Dr. Dismas lit the wick of the alcohol lamp with a flint and steel and held the spoon over the blue flame until the brown paste liquefied and began to bubble. The smell of apricots intensified, sharpened by a metallic tang. Dr. Dismas drew the liquid into the hypodermic and tapped the barrel with a long thumbnail to loosen the bubbles which clung to the glass. “Don’t think to escape,” he said. “I have no key.”
He spread his left hand on the tabletop and probed the web of skin between thumb and forefinger until he hit a vein.
He teased back the syringe’s plunger until a wisp of red swirled in the thin brown solution, then pressed the plunger home.
He drew in a sharp breath and stretched in his chair like a bow. The hypodermic dropped to the table. For a moment, his heels drummed an irregular tattoo on the mesh floor, and then he relaxed, and looked at Yama with half-closed eyes.
His pupils, smeary crosses on yellow balls, contracted and expanded independently. He giggled. “If I had you long enough . . . ah, what I’d teach you . . .”
“Doctor?”
But Dr. Dismas would say no more. His gaze wandered around the cage and at last fixed on the spattered glass which roofed the courtyard. Yama tested the cage’s wire mesh, but although he could deform its close-woven hexagons, they were all of a piece, and the door was so close-fitting Yama could not get his fingers into the gap between it and its wire frame. The sun crept into view above the little courtyard’s glass ceiling, filling it with golden light, and began its slow reversal.
At last, Yama dared to touch the apothecary’s outstretched hand. It was clammy, and irregular plates shifted under the loose skin. Dr. Dismas did not stir. His head was tipped back, his face bathed by the sunlight.
Yama found only one pocket inside the apothecary’s long black coat, and it was empty. Dr. Dismas stirred as Yama withdrew his hand, and gripped his wrist and drew him down with unexpected strength. “Don’t doubt,” he murmured. His breath smelt of apricots and iron. “Sit and wait, boy.”
Yama sat and waited. Presently the immensely fat man he had seen floating in the tavern’s communal pool shuffled down the passage. He was naked except for blue rubber sandals on his broad feet, and he carried a tray covered with a white cloth.
“Stand back,” he told Yama. “No, further back. Behind the doctor.”
“Let me go. I promise you will be rewarded.”
“I’ve already been paid, young master,” the fat man said.
He unlocked the door, set the tray down, and relocked the door. “Eat, young master. The doctor, he won’t want anything. I never seen him eat. He has his drug.”
“Let me go!” Yama banged at the cage’s locked door and yelled threats at the fat man’s retreating back before giving up and looking under the cloth that covered the tray.
A dish of watery soup with a cluster of whitened fish eyes sunk in the middle and rings of raw onion floating on top; a slab of black bread, as dense as a brick and almost as hard; a glass of small beer the color of stale urine.
The soup was flavored with chili oil, making it almost palatable, but the bread was so salty that Yama gagged on the first bite and could eat no more. He drank the sour beer and somehow fell asleep on the rickety chair.

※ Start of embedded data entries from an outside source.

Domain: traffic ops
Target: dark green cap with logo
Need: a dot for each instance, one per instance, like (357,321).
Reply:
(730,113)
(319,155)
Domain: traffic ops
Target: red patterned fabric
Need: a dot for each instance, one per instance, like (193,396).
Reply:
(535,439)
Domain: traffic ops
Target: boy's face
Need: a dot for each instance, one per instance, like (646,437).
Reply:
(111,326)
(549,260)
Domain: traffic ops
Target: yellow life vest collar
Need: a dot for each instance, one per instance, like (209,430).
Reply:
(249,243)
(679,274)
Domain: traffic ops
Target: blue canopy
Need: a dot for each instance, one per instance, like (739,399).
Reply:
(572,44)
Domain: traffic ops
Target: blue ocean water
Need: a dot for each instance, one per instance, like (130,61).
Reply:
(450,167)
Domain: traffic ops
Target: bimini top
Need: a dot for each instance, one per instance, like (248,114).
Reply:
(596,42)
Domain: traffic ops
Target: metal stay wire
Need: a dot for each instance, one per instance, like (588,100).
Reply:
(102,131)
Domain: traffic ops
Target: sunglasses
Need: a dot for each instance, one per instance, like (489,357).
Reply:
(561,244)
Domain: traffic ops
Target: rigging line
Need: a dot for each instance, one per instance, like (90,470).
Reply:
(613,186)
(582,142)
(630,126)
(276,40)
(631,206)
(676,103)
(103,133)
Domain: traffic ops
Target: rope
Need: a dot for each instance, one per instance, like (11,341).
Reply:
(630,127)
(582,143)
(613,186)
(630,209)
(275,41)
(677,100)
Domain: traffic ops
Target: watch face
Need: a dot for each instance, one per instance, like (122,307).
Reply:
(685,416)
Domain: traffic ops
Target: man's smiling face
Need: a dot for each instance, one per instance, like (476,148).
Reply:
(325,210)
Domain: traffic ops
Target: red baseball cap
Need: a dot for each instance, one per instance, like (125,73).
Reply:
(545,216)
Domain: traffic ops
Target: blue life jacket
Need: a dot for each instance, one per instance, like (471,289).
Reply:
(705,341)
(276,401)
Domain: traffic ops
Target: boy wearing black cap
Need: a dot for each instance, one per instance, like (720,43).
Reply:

He was woken by Dr. Dismas. He had a splitting headache and a foul taste in his mouth. The courtyard and the cage was lit by a hissing alcohol lantern which dangled from the cage’s wire ceiling; the air beyond the glass that roofed the courtyard was black.
“Rise up, young man,” Dr. Dismas said. He was filled with barely contained energy and hopped from foot to foot and banged his stiff fingers together. His shadow, thrown across the whitewashed walls of the courtyard, aped his movements.
“You drugged me,” Yama said stupidly.
“A little something in the beer, to take away your cares.”
Dr. Dismas banged on the mesh of the cage and shouted, “Ho! Ho! Landlord!” and turned back to Yama and said, “You have been sleeping longer than you know. The little sleep just past is my gift to make you wake into your true self. You don’t understand me, but it doesn’t matter. Stand up! Stand up! Look lively! Awake, awake, awake! You venture forth to meet your destiny! Ho! Landlord!”